2. Then type the word “false” and then choose the option Light Red with Dark Red Text”.

3. Click OK.

4. Repeat this process one more time but type the word “true” and choose “Light Green with Dark Green Text”.

5. Click OK.

Now we can see the correct result very clearly.

At this point, it’s important to remember TRUE and FALSE are only the starting points because these values can be associated with numbers. This allows Excel to perform mathematical operations. As such, TRUE equals 1 and FALSE equals 0.

For example:

1. Go to cell I3 to multiply the first three rows F3, G3, and H3, which represent FALSE, FALSE, and TRUE.

2. Press ENTER and the result will be 0.

3. Now, expand the multiplication to the entire array to get all the numerical values.

As you can see, the only row where all the valuables are TRUE equals 1 is the row 7. This is how the Boolean Logic works and it will allow the MATCH function to look for the value 1 among an entire array of values instead of just looking at a single value at a time.

Recreating Boolean Logic inside the function MATCH

The next step is to recreate the Boolean Logic in the MATCH function so it can return the number 5, which is the row number where all of our inputs are. Otherwise, the INDEX function won’t work. Follow these steps:

1. Firstly, go to cell E15 and insert the function MATCH.

2. Now, use 1 as the “lookup value” argument.

3. For the “lookup array” argument, start by selecting the entire product type array from B3 to B11.

4. Then, type the equal sign (=) add B14, and close brackets.

5. Now, let’s multiply by the second condition, which is the entire warranty type array, from C3 to C11.

6. Add an equal sign and type C14.

7. After that, let’s multiply again and then select the entire sale type array from D3 to D11.

8. Then, type the equal sign and type D14.

9. Lastly, use 0 as the “match type” argument because you need an exact match.

10. Press ENTER and the result will be 5, as expected.

Embedding the Functions:

The only thing we have to do now is copy this MATCH function after the equal sign and use it to replace the row number (5) in the INDEX function we created at the beginning of this tutorial.

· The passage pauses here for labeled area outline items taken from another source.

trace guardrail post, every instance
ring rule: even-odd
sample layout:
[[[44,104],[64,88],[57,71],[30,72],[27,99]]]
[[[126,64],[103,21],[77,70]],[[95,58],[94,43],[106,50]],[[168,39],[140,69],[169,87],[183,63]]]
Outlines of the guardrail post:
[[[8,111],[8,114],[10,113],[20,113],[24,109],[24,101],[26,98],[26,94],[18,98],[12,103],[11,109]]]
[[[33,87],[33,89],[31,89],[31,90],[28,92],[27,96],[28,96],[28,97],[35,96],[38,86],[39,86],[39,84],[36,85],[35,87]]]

Now there`s only one issue to tackle. If we choose a combination of variables such as “laptop”,”partial” and “store”, there will be no direct corresponding combination in the dataset, and therefore this INDEX & MATCH function will return an error.

Let’s check how we can manage it.

IFERROR function – Final Touch

To create the IFERROR function, follow these steps:

1. Open the INDEX MATCH function from cell E14.

2. Insert the IFERROR function at the beginning of the formula.

3. Go to the end of the format by pressing CTRL and arrow down simultaneously.

4. Add a comma, write “n.a.” (not available) with quotation marks, and close brackets.

5. Press ENTER to apply.

Now, whenever you choose a combination of variables and there’s no available result according to the existing data, you will see the “n.a.” message instead of an error. With this well-structured formula in place you can also get rid of all side calculations performed previously.